Porto Iracema – Como surgiu o seu interesse pelo cinema / audiovisual?
Rodrigo Almeida – Primeiramente, #foratemer.
Sempre fui nerd no sentido de pesquisar as coisas a fundo e sempre gostei de cinema desde pequeno. Fui dessas crianças que pedia para o pai levar nas estreias de alguns filmes, colecionava revistas, pesquisava todos os verbetes sobre cinema na Barsa, passava horas nas locadoras buscando títulos que ainda não tivesse visto, depois comecei a frequentar mostras e festivais com certa regularidade, fazer cursos de roteiro, de história da arte, a porra a quatro. Mas acho que “fazer cinema” foi algo que demorou um pouco para acontecer na minha cabeça, primeiro por preguiça, sempre pensava no trabalho que dava fazer um filme e na dificuldade de trabalhar em equipes, até tentei no começo da faculdade, mas não deu muito certo. Por isso, sempre fui mais da literatura e da solidão proporcionada pelo ato de escrever, sempre gostei de ficar sozinho no meu mundo colocando algumas ideias no papel. Sou formado em jornalismo, comecei escrevendo contos, poesias, crônicas, críticas, depois organizei o cineclube Dissenso em Recife durante 6 anos onde basicamente tive o grosso de minha formação audiovisual, passei a trabalhar como curador do Janela Internacional de Cinema do Recife, viajei para ministrar alguns cursos de história do cinema ou oficinas de cineclubismo até um momento que o cinema estava em todos os lados da minha vida. Nesse contexto, junto com três amigos (André, Chico e Fábio) e com uma experiência teórica já bem embasada criamos o Surto & Deslumbramento , um coletivo que inicialmente pretendia criar uma alternativa estética para um cenário cinematográfico que considerávamos extremamente heteronormativo e incapaz de discutir política através da farsa, do deboche e da ironia.

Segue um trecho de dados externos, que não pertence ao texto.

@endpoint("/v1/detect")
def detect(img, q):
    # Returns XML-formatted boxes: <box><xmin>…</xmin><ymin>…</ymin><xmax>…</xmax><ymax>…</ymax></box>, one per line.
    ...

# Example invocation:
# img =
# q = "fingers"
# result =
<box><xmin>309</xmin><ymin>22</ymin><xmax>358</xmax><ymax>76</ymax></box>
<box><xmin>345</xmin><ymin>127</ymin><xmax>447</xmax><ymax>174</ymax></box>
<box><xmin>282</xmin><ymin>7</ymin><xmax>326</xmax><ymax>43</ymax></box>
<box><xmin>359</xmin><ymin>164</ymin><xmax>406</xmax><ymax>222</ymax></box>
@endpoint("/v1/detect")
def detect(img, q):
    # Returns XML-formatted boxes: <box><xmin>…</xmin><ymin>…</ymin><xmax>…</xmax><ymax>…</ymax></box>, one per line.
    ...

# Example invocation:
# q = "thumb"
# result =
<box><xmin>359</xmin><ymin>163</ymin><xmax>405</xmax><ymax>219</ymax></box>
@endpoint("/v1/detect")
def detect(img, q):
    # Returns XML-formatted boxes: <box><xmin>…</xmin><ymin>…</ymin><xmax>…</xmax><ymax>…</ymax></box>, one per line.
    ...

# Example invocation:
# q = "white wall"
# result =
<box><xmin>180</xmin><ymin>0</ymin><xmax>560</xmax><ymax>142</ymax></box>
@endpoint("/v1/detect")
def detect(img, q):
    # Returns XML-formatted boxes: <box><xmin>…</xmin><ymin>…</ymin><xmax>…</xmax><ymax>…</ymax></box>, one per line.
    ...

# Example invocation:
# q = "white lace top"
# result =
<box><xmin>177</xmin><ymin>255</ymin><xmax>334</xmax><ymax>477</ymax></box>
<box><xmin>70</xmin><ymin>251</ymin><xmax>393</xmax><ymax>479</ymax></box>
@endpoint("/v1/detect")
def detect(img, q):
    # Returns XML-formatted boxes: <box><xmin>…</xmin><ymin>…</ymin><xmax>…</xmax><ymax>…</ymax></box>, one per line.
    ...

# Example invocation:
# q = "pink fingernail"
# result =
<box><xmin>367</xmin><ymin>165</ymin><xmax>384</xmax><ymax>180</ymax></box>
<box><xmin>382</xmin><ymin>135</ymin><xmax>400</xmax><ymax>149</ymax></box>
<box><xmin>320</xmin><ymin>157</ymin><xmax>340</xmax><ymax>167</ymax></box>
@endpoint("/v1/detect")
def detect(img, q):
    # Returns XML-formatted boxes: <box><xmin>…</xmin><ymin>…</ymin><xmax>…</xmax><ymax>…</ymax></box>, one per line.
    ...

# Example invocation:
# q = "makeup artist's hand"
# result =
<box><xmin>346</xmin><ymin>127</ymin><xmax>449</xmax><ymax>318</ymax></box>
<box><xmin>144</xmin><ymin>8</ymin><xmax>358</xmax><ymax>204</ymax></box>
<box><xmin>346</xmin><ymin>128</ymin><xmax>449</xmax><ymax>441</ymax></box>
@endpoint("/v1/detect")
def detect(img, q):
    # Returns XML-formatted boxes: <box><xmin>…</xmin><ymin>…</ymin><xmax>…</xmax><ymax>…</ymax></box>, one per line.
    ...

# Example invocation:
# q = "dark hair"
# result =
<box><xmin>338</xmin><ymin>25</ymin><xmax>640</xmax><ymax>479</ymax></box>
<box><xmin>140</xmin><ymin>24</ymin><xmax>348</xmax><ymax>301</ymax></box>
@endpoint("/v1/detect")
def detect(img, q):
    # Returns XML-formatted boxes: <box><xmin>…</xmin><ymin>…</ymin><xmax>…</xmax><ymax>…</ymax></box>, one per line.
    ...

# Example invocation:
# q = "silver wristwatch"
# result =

PI- Como você tomou conhecimento do Laboratório de Audiovisual? Apesar da distancia geográfica, por que você teve interesse em participar?
Rodrigo Almeida – Eu soube do laboratório bem por acaso, porque tinha escrito o argumento de Pederastia e comecei a buscar possíveis laboratórios, seja para desenvolvimento de roteiro, seja para conseguir verba de realização. Apesar de um conhecido, Marcelo Lordello (também lá de Recife), já ter participado do ano passado, nunca ninguém tinha comentado sobre essa iniciativa (só depois descobri que vários amigos participaram da seleção em edições anteriores). Realmente descobri por acaso, puro google. Também não conhecia ainda o Porto Iracema, mas nessa pesquisa vi que o Lab Audiovisual estava com as inscrições abertas, daí me joguei e rolou. Não conhecia Fortaleza muito bem, só passei rapidamente há muitos e muitos anos, apesar de me interessar muito pelo trabalho de algumas pessoas daí, como Guto Parente, Salomão Santana, Uirá dos Reis e o próprio Karim. Também tenho visto mais de perto coisas incríveis que conhecia a distância, como as Travestidas, Yuri Firmeza e a banda Verônica Decide Morrer. Sem contar que tenho feito alguns amigos novinhos, como Breno Baptista e Paulo Victor Soares, que já arrasam muito e muito em breve vão arrasar muito e muito mais.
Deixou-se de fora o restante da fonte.